ファミレスの後、ナンバおじさんとナンバおばさんが瞳ちゃんと弟を池の近くの公園に連れていってくれた。ナンバおじさんが瞳ちゃんの両親に提案したのだった。瞳ちゃんとそのころには機嫌を直していた弟は木造の遊具の周りを走り回り、おじさんが二人を追いかけて、おばさんは三人を少し離れたところから眺めていた。瞳ちゃんの弟が四つ葉のクローバーを五十本くらい見つけたことがある話をして、みんなでその場所へ行った。そこは公園の中を走る歩道と池に続く小さな水路にかかった橋とに挟まれた扇状の芝生で、クローバーの他にもタンポポやカヤツリグサ、スズメノカタビラなどが生えていた。四人はしゃがみこんで四つ葉のクローバーを探しはじめたが、まったく見つからなかった。
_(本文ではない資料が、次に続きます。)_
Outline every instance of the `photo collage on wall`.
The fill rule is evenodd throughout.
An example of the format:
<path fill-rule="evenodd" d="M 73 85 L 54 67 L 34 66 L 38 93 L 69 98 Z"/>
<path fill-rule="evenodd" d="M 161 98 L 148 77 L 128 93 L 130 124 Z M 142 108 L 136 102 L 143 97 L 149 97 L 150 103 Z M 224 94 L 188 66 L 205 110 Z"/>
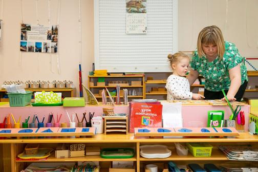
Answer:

瞳ちゃんの弟はすぐに飽きてしまってカタバミの葉のくぼんでいる部分を全て裂いて「六つ葉のクローバー!」と言い出した。瞳ちゃんは同じことをずっと続けていられるたちなので、弟が別の遊びをおじさんと始めてもまだクローバーを探していた。おばさんも瞳ちゃんのそばで草を触る素振りを見せていた。
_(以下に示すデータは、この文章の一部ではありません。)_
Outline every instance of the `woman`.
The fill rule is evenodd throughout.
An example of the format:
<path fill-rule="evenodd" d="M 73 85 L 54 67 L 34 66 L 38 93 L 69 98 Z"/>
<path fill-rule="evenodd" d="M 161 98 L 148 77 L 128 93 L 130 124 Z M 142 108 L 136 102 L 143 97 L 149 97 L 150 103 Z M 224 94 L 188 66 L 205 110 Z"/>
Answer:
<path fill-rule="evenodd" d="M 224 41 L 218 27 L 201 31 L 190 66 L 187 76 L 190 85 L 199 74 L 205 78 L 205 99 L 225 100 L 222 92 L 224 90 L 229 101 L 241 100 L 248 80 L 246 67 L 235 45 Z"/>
「全然見つからないね」ナンバおばさんが話しかけてきた。瞳ちゃんは首を縦に動かした。
「瞳ちゃんたちが五十本もとっちゃったから、もうこのあたりには無いのかもね」
瞳ちゃんは何も言うことが思いつかないので鼻をひくひくさせた。
「でも、今日はなくてもそのうち生えてくる。クローバーだって生き物なんだから。わたしたちに踏みつけられて引き抜かれても繫殖して数を増やしていく。そうして新しいクローバーが生み出されているうちに、その中にまた四つ葉のクローバーが出てくるわ」ナンバおばさんは口を閉ざして形を完全に覚えようとしているかのように三つ葉のクローバーの葉の輪郭を指でなぞりはじめた。瞳ちゃんには見えも聞こえもしない別世界に引っこんでいってしまったようだった。瞳ちゃんは気にせず四つ葉のクローバーを探しつづけた。最後まで一本も見つからなかった。
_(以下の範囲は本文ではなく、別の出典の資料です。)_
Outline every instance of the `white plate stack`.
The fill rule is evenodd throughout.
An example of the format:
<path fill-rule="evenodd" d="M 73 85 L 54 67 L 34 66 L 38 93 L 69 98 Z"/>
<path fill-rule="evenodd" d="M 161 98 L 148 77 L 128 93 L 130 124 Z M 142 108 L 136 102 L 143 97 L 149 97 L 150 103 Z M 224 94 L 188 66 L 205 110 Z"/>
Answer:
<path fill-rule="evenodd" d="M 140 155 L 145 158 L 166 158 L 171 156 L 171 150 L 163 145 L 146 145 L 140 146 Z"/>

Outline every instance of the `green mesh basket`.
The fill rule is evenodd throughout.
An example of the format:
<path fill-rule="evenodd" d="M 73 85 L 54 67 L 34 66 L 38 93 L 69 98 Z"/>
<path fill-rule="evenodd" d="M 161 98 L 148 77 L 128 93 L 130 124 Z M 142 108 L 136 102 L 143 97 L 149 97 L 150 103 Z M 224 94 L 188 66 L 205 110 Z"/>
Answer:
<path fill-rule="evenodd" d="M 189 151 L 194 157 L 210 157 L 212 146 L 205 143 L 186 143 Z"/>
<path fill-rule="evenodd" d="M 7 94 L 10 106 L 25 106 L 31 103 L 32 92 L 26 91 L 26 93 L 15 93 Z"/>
それからもナンバおじさんとナンバおばさんはたまに遊びにやって来たが、徐々に回数が減っていき、気づいたときには全く会わなくなっていた。瞳ちゃんはおじさんおばさんに会えなくても何も感じなかった。元々「ちがう世界の人たち」だったから。瞳ちゃんは学年が上がるうちに外で遊ぶより中で本を読むことが増えた。池の近くの公園で五十本くらいの四つ葉のクローバーを見つけたときに持ち帰った一本を押し花にしたものをしおりに使っていた。茶色に変色したクローバーを見ると、瞳ちゃんはいつもピラミッドの地下深くに眠るファラオのミイラを連想した。ある日、ミイラのクローバーの子どもがあの芝生で悠々と風に吹かれて過ごしているかもしれないのに、親クローバーを本に閉じ込めているのが急にひどく悪いことのような気がして、瞳ちゃんはミイラのクローバーを庭に埋めた。目印に三角の土饅頭を作ったが、夕方には瞳ちゃんのお母さんが庭掃除したばかりなのに変なもの作らないでと踏みつぶしてしまった。
瞳ちゃんが小学校を卒業するころには麗奈ちゃんと健ちゃんはとっくに別れていて、麗奈ちゃんは別の男の子と付き合っていた。あちゃぴんはますますクラスの中で浮いた存在になっていたが、瞳ちゃんも麗奈ちゃんも小学校の次は中学校だという事実と同程度にしかそのことを受け止めていなかった。中学校に上がってからも三人は小学校のときと同じように一緒に登校した。瞳ちゃんの朝も変わらず、瞳ちゃんは食パンを縁からかじり、お母さんは出かける前に従われることのほとんどない皿洗いの指示を虚しく発し、お父さんは脚とついでに机も揺らし、弟はテレビに釘付けになっていた。瞳ちゃんのランドセルは中学のボストンバッグに変わってカエルのキーホルダーもお引っ越しをしていた。瞳ちゃんはだらりと手足を伸ばしきったカエルを見て、たまに踏みつけられてぐんにゃりとしおれたクローバーを連想し、それからナンバおじさんとナンバおばさんのことを思い出して、今二人がどう暮らしているかちょっぴり想像してみるのだった。